Description
Quinoa and black bean salad is a colorful, nutritious dish that combines hearty quinoa with protein-packed black beans and fresh veggies. Tossed in a zesty lime dressing, this salad is perfect for summer gatherings or as a quick healthy lunch. Enjoy its vibrant flavors and textures, making it a crowd-pleaser at any occasion.
Ingredients
Scale
- 1 cup tricolor quinoa
- 1 can (15 oz) black beans, drained and rinsed
- 1 cup bell peppers, diced (mix of red, yellow, or orange)
- 1/2 cup red onion, finely chopped
- 1/2 cup fresh cilantro, chopped
- 1 ripe avocado, diced
- 1/4 cup freshly squeezed lime juice
- 2 tbsp olive oil
- Salt and pepper to taste
Instructions
- Rinse quinoa under cold water until clear. In a saucepan, combine rinsed quinoa with 2 cups of water; bring to boil.
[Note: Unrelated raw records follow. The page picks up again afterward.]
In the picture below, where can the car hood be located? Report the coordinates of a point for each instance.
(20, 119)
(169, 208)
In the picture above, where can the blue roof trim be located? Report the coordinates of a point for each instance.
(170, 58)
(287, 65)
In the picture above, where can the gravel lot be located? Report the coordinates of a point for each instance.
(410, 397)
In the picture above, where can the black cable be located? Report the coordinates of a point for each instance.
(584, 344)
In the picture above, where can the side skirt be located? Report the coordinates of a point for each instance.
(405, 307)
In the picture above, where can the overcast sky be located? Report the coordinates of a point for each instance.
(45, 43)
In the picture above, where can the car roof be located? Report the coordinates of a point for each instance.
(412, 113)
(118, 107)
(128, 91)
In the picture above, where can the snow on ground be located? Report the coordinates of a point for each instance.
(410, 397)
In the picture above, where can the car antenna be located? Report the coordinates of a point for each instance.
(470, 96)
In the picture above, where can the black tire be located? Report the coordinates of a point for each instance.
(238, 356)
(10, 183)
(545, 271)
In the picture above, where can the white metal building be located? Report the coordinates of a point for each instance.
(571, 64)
- Reduce heat, cover, and simmer for 15 minutes until water is absorbed. Fluff with a fork.
- In a large bowl, mix cooked quinoa with black beans, bell peppers, onion, and cilantro.
- Gently fold in diced avocado.
- Drizzle olive oil and lime juice over the mixture; season with salt and pepper. Toss gently.
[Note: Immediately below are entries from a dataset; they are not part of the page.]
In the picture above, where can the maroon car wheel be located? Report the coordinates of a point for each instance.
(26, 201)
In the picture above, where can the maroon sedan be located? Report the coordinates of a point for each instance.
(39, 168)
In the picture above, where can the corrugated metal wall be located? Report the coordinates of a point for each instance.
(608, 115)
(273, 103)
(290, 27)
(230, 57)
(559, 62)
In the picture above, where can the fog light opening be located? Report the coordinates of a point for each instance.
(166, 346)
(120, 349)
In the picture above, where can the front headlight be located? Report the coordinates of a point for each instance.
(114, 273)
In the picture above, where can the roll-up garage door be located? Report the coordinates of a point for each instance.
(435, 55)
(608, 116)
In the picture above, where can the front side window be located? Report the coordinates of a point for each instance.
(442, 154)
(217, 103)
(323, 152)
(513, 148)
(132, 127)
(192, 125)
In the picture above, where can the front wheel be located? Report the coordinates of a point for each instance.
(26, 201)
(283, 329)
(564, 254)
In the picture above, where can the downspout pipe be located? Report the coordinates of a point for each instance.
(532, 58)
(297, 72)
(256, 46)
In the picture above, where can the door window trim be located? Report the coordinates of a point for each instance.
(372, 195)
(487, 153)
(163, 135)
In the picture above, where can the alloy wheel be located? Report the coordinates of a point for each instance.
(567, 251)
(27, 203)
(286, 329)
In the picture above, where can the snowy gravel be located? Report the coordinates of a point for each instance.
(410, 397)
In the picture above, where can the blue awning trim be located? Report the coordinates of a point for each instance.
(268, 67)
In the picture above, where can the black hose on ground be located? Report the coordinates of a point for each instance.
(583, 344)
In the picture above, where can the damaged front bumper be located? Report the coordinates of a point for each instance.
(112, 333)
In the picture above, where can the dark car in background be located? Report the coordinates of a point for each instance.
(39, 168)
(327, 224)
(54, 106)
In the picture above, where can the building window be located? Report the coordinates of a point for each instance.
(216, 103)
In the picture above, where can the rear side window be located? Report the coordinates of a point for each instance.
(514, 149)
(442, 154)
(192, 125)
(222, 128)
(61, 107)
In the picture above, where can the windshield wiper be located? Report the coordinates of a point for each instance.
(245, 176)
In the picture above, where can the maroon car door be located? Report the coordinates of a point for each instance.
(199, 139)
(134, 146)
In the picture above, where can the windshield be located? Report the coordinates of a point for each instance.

- Chill in the refrigerator for at least 30 minutes before serving.
- Prep Time: 15 minutes
- Cook Time: 15 minutes
- Category: Salad
- Method: Boiling
- Cuisine: American
Nutrition
- Serving Size: 1 cup (200g)
- Calories: 220
- Sugar: 2g
- Sodium: 210mg
- Fat: 9g
- Saturated Fat: 1g
- Unsaturated Fat: 7g
- Trans Fat: 0g
- Carbohydrates: 30g
- Fiber: 8g
- Protein: 8g
- Cholesterol: 0mg
Keywords: For added flavor, cook quinoa in vegetable broth instead of water. Feel free to substitute black beans with chickpeas or kidney beans. Store leftovers in an airtight container for up to five days.